Topological Classification of Crystalline Insulators with Point Group Symmetry

TL;DR

This paper demonstrates that point group symmetry in crystalline insulators leads to a Z3 topological classification based on electric polarization quantization, with potential realization in graphene on BN substrate.

Contribution

It introduces a topological classification based solely on point group symmetry, extending to all 17 two-dimensional space groups, and identifies a candidate material for Z3 topological states.

Findings

Polarization is quantized into three values under C3 symmetry.

A tight-binding model shows a Z3 topological phase transition.

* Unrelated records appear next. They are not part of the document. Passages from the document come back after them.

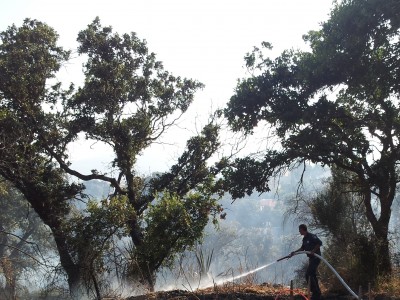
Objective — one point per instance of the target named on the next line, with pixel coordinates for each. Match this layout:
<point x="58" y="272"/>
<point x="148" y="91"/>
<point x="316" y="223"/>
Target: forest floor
<point x="247" y="292"/>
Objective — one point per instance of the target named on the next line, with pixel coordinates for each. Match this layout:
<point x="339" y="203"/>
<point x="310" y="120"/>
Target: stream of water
<point x="233" y="278"/>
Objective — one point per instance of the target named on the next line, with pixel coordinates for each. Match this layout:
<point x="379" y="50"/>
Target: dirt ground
<point x="237" y="292"/>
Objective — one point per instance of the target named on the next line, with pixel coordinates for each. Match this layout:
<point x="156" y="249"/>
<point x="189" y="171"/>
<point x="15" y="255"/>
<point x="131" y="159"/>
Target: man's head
<point x="303" y="229"/>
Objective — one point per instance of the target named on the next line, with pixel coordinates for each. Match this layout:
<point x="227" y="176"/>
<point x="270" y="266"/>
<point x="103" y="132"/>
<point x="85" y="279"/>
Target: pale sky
<point x="204" y="40"/>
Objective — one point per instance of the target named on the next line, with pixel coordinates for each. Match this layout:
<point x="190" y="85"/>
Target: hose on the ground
<point x="330" y="267"/>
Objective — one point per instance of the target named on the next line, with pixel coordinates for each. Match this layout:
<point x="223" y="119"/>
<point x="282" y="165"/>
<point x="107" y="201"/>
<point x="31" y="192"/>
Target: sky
<point x="204" y="40"/>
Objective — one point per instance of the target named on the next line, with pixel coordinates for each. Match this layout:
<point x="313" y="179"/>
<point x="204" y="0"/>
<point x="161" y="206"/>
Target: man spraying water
<point x="312" y="244"/>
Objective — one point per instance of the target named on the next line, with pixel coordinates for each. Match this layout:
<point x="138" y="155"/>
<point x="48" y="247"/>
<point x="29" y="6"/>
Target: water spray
<point x="230" y="279"/>
<point x="328" y="264"/>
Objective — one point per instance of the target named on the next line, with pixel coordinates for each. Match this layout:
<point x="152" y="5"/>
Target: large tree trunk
<point x="380" y="227"/>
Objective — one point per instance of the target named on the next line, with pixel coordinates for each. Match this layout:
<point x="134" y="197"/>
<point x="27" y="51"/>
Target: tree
<point x="127" y="101"/>
<point x="29" y="57"/>
<point x="24" y="244"/>
<point x="336" y="104"/>
<point x="349" y="243"/>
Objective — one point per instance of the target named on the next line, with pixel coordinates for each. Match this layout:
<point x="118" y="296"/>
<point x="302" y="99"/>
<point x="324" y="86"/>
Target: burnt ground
<point x="246" y="292"/>
<point x="237" y="292"/>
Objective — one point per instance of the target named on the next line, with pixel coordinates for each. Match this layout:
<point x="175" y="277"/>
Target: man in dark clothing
<point x="312" y="244"/>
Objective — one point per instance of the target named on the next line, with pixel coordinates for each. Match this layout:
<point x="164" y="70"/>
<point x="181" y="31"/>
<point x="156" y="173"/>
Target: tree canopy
<point x="127" y="101"/>
<point x="336" y="104"/>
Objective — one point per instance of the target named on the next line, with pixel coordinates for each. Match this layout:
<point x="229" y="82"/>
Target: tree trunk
<point x="381" y="231"/>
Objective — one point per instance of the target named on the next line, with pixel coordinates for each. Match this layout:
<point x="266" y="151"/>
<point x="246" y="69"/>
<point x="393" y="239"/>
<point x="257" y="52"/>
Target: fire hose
<point x="328" y="264"/>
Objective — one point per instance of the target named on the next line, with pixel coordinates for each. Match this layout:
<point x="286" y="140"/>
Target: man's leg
<point x="312" y="275"/>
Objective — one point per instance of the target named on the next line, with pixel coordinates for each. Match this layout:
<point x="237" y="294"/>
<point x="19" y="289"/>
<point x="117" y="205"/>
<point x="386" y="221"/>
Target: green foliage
<point x="336" y="105"/>
<point x="172" y="225"/>
<point x="127" y="101"/>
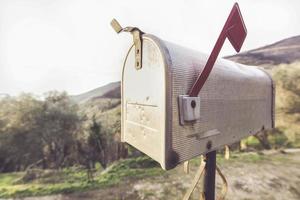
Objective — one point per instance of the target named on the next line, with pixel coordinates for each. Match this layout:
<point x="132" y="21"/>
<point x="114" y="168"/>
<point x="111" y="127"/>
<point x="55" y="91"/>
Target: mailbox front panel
<point x="144" y="102"/>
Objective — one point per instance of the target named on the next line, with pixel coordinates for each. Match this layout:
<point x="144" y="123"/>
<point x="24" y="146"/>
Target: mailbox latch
<point x="189" y="109"/>
<point x="137" y="40"/>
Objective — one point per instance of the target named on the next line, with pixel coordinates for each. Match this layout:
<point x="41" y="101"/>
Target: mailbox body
<point x="236" y="101"/>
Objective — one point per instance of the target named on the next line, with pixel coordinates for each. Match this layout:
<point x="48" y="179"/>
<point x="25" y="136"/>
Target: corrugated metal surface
<point x="236" y="101"/>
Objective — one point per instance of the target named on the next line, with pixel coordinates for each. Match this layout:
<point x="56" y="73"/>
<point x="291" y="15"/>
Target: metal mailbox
<point x="159" y="117"/>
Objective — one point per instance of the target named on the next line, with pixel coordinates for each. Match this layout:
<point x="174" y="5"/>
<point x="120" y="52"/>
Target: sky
<point x="69" y="45"/>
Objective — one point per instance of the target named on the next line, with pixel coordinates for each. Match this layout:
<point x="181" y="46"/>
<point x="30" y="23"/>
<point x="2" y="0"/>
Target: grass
<point x="75" y="180"/>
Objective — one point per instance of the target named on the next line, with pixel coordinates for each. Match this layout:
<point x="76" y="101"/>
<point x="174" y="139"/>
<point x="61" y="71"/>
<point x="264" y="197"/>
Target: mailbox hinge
<point x="137" y="40"/>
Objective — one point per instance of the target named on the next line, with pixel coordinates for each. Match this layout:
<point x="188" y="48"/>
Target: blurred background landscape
<point x="68" y="146"/>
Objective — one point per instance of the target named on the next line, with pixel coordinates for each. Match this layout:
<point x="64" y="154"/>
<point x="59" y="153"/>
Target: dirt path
<point x="276" y="177"/>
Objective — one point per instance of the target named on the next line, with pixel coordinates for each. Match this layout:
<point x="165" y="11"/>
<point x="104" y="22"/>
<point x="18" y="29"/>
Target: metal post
<point x="210" y="176"/>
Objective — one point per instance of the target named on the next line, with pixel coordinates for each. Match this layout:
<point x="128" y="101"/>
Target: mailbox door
<point x="144" y="101"/>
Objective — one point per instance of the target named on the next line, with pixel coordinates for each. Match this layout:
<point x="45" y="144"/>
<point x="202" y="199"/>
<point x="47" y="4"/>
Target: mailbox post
<point x="178" y="103"/>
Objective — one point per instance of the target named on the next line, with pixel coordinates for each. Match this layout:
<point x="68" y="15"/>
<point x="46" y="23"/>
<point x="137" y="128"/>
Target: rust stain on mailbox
<point x="236" y="101"/>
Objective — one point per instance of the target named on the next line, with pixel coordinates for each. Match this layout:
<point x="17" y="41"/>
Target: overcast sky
<point x="69" y="44"/>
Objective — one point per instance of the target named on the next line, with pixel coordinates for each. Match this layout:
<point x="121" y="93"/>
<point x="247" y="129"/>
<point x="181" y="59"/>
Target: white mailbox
<point x="161" y="119"/>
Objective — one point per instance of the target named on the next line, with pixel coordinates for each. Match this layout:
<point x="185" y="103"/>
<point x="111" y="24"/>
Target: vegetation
<point x="50" y="133"/>
<point x="54" y="145"/>
<point x="74" y="179"/>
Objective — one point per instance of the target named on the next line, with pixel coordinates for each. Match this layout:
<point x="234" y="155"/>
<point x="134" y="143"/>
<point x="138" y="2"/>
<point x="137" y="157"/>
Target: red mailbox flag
<point x="236" y="32"/>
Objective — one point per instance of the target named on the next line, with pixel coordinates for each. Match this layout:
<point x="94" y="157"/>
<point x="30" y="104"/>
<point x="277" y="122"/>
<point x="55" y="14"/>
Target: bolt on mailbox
<point x="178" y="103"/>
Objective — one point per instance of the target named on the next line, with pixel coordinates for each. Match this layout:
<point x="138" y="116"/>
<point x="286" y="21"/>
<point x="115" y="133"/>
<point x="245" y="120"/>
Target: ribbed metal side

Graphene on BN substrate may realize Z3 topological states.

Abstract

We show that in crystalline insulators point group symmetry alone gives rise to a topological classification based on the quantization of electric polarization. Using C3 rotational symmetry as an example, we first prove that the polarization is quantized and can only take three inequivalent values. Therefore, a Z3 topological classification exists. A concrete tight-binding model is derived to demonstrate the Z3 topological phase transition. Using first-principles calculations, we identify graphene on BN substrate as a possible candidate to realize the Z3 topological states. To complete our analysis we extend the classification of band structures to all 17 two-dimensional space groups. This work will contribute to a complete theory of symmetry conserved topological phases and also elucidate topological properties of graphene like systems.